Dans ce contexte tendu, une vigilance citoyenne accrue s’impose. Il est crucial que les citoyens ne baissent pas les bras et continuent d’exiger des comptes à leurs dirigeants. Le débat démocratique doit reprendre ses droits : face à un pouvoir qui feint d’écouter pour mieux imposer ses vues, la société civile doit redoubler d’attention, de mobilisation et de créativité pour se faire entendre autrement. Ne laissons pas la résignation l’emporter. Chacun, à son échelle, peut relayer les faits, démonter les contrevérités budgétaires, soutenir les actions solidaires et rappeler les valeurs d’égalité qui fondent notre pacte social. L’enjeu dépasse la seule question des retraites : c’est la direction globale de notre modèle de société qui se joue. Allons-nous accepter sans mot dire un futur où les droits sociaux se réduisent comme peau de chagrin, où le dialogue social n’est plus qu’une façade, et où les inégalités se creusent ? La réponse dépend de notre engagement collectif, de notre capacité à faire vivre la démocratie au-delà des discours officiels.

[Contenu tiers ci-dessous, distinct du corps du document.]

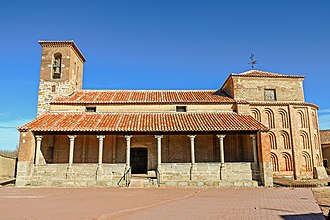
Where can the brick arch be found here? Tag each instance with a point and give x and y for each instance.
(307, 163)
(287, 162)
(284, 118)
(256, 114)
(270, 118)
(272, 138)
(303, 138)
(285, 139)
(316, 141)
(318, 160)
(274, 160)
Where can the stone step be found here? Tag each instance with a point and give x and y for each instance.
(138, 182)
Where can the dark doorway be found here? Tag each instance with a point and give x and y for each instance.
(139, 160)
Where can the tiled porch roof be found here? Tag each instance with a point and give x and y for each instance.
(144, 97)
(143, 122)
(259, 73)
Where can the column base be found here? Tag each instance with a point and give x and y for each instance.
(193, 172)
(222, 171)
(69, 172)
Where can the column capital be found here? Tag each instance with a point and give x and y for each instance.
(38, 137)
(128, 137)
(221, 136)
(191, 137)
(253, 136)
(101, 137)
(72, 137)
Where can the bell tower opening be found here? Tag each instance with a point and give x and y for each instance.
(57, 66)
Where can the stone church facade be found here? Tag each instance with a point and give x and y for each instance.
(256, 126)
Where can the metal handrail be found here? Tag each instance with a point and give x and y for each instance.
(124, 177)
(128, 177)
(158, 177)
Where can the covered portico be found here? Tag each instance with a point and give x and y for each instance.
(176, 153)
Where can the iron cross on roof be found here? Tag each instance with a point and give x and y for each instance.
(253, 62)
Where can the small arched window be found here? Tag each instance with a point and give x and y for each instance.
(57, 66)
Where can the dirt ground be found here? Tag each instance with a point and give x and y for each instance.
(322, 196)
(158, 203)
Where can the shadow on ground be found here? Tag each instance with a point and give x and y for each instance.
(311, 216)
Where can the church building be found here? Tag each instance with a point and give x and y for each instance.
(255, 126)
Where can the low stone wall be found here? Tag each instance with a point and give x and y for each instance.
(75, 175)
(205, 172)
(7, 166)
(170, 174)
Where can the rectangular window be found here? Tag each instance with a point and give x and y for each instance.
(181, 108)
(90, 109)
(270, 95)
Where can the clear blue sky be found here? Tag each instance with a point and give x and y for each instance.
(154, 44)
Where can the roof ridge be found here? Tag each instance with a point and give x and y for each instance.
(146, 90)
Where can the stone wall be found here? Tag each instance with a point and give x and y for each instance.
(326, 156)
(206, 174)
(294, 138)
(252, 88)
(142, 108)
(7, 166)
(76, 175)
(71, 75)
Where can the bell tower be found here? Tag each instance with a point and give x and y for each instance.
(61, 71)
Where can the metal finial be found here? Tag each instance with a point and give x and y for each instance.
(253, 62)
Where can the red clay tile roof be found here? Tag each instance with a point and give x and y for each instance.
(259, 73)
(144, 97)
(325, 136)
(56, 43)
(143, 122)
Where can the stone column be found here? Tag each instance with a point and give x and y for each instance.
(192, 147)
(254, 146)
(101, 138)
(72, 137)
(222, 152)
(222, 157)
(99, 171)
(159, 149)
(128, 149)
(38, 149)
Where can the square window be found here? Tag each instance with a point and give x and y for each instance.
(270, 95)
(90, 109)
(181, 108)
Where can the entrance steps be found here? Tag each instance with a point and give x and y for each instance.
(143, 180)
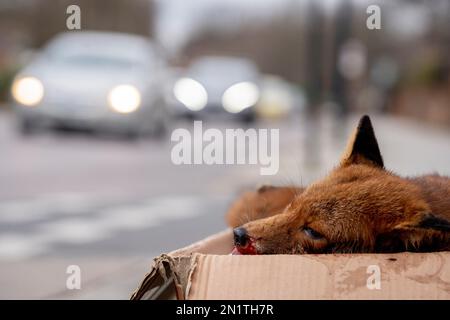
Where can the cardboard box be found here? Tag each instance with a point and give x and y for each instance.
(206, 270)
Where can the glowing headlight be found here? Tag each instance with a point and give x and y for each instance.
(190, 93)
(240, 96)
(124, 98)
(28, 91)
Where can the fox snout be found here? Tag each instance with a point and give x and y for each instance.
(243, 243)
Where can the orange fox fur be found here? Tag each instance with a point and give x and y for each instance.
(358, 207)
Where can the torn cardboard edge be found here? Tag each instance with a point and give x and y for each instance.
(170, 274)
(205, 270)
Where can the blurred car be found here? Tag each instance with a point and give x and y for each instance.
(217, 85)
(102, 81)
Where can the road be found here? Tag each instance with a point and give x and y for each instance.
(110, 205)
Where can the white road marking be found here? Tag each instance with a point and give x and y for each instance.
(95, 225)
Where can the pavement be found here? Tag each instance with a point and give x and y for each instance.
(109, 205)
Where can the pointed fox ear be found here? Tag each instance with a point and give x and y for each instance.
(363, 146)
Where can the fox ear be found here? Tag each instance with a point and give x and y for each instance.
(428, 221)
(363, 146)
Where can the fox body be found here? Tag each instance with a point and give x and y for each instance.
(358, 207)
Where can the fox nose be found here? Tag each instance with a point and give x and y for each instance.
(240, 237)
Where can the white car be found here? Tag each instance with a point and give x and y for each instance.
(217, 85)
(94, 80)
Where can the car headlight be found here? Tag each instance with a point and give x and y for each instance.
(124, 98)
(28, 91)
(240, 96)
(191, 93)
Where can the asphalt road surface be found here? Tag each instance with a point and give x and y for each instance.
(110, 205)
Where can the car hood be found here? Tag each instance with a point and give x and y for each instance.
(68, 78)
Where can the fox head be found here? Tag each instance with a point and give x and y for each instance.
(358, 207)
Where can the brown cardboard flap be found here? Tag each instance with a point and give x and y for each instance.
(205, 270)
(403, 276)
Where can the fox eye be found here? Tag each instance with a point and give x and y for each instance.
(313, 234)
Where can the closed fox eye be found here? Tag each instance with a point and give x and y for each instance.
(311, 233)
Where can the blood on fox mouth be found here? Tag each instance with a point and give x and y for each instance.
(248, 249)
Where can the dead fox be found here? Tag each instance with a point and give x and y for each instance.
(359, 207)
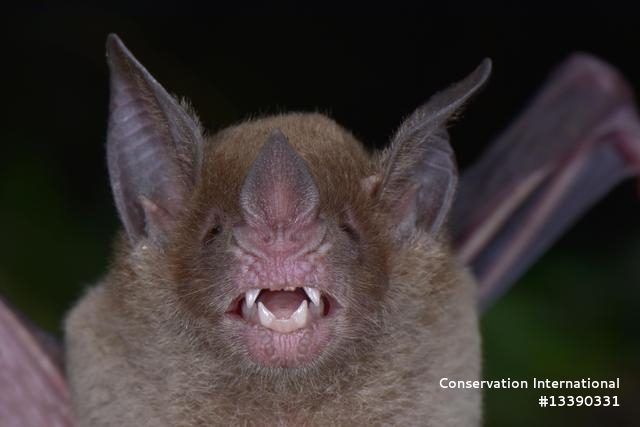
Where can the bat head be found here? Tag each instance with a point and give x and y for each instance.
(270, 244)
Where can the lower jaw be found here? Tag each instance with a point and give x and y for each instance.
(291, 350)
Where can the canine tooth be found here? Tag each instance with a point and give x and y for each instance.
(313, 294)
(299, 317)
(266, 317)
(250, 296)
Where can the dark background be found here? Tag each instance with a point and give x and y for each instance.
(574, 315)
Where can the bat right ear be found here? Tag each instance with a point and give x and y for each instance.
(418, 171)
(153, 147)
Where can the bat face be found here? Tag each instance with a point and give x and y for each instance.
(276, 253)
(275, 271)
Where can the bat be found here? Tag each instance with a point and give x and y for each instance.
(275, 273)
(200, 212)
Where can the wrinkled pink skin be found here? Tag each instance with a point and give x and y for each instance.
(282, 244)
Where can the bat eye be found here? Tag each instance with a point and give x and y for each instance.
(213, 232)
(350, 231)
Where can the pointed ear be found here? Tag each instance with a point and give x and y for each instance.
(153, 147)
(418, 170)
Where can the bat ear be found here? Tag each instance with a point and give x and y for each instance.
(153, 146)
(418, 170)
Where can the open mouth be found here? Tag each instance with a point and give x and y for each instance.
(286, 327)
(285, 310)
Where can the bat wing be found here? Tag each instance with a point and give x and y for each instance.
(33, 390)
(578, 138)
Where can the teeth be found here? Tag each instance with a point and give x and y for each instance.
(266, 317)
(296, 321)
(313, 294)
(250, 296)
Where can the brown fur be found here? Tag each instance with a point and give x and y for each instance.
(149, 347)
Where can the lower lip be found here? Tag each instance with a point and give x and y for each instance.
(294, 349)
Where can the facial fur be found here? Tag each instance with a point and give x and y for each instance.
(162, 339)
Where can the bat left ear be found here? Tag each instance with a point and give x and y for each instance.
(418, 171)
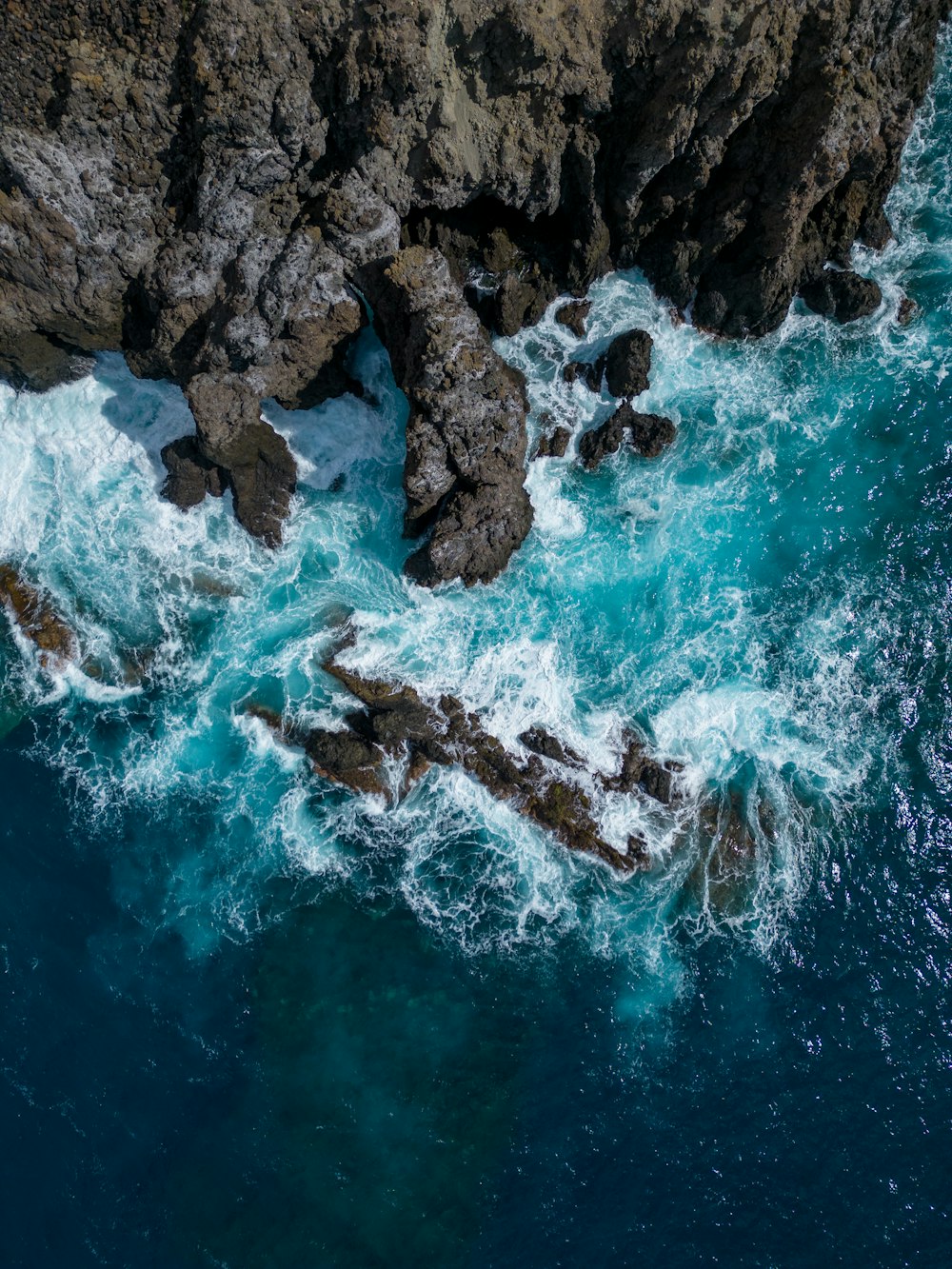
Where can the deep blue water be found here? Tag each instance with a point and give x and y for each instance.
(251, 1021)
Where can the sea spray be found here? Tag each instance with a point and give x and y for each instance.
(730, 598)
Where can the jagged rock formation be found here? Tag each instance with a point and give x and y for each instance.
(200, 183)
(33, 613)
(647, 434)
(466, 431)
(395, 720)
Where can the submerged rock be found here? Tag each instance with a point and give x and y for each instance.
(554, 445)
(37, 618)
(640, 770)
(547, 745)
(204, 186)
(574, 315)
(598, 443)
(842, 294)
(466, 433)
(649, 434)
(627, 363)
(588, 372)
(190, 475)
(341, 757)
(396, 720)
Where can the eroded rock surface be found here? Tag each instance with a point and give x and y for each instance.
(396, 720)
(198, 184)
(649, 434)
(554, 445)
(34, 614)
(842, 294)
(466, 434)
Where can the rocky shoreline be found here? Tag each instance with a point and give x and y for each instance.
(223, 190)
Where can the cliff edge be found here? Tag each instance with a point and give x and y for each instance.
(219, 189)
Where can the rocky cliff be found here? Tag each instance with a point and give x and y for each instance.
(219, 188)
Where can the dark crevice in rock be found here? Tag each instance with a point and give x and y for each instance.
(395, 720)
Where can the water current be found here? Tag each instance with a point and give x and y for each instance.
(253, 1020)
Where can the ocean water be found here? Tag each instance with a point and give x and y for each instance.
(254, 1021)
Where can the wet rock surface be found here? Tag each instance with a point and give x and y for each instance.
(466, 437)
(640, 770)
(627, 363)
(200, 184)
(554, 445)
(395, 720)
(649, 434)
(842, 294)
(36, 617)
(574, 316)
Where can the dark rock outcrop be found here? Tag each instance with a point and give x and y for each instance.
(396, 720)
(544, 743)
(200, 184)
(574, 315)
(554, 445)
(649, 434)
(842, 294)
(36, 617)
(598, 443)
(908, 311)
(627, 362)
(590, 373)
(466, 434)
(624, 366)
(640, 770)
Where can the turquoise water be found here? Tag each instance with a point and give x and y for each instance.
(255, 1021)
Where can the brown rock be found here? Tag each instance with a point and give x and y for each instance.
(574, 315)
(37, 617)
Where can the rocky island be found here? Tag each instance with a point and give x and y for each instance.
(227, 191)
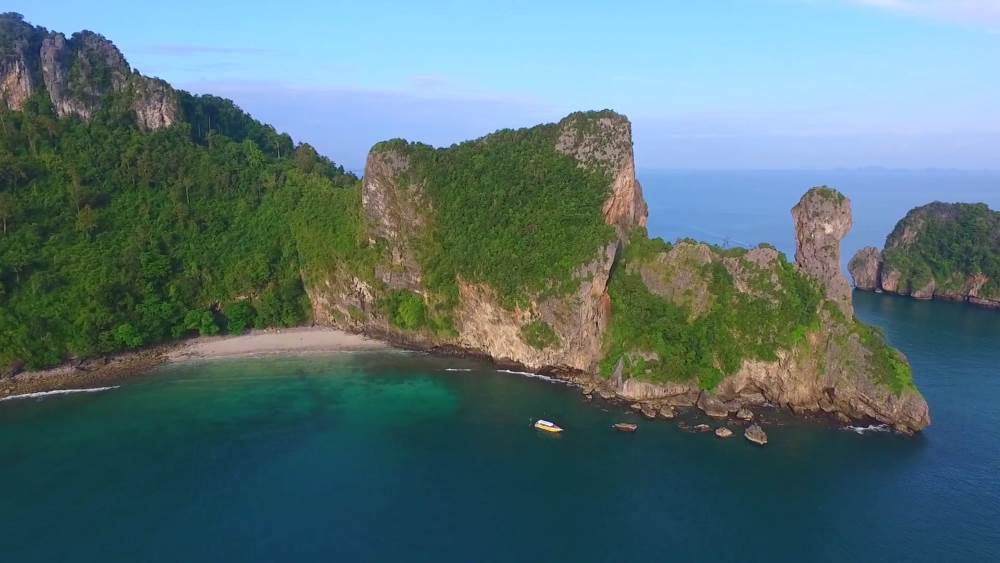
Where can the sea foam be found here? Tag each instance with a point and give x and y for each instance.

En définitive, ce feuilleton de la réforme des retraites aura révélé bien des visages. Celui d’un pouvoir qui se disait centriste et ouvert, mais dont les pratiques brutales rappellent les heures les plus sourdes de la Ve République. Celui d’une société civile vibrante, capable d’un sursaut d’unité face à l’injustice, mais encore en quête de voies efficaces pour se faire respecter. Plus que jamais, l’issue de cette crise sociale dépendra de la pression citoyenne maintenue dans les semaines et mois à venir. Restons en alerte, informons-nous, échangeons, et n’hésitons pas à interpeller nos élus. C’est à ce prix que pourra être évitée une rupture irrémédiable entre le peuple et ses gouvernants. Et n’oublions pas : Bayrou se voulait rassembleur, il est au contraire le pire des diviseurs.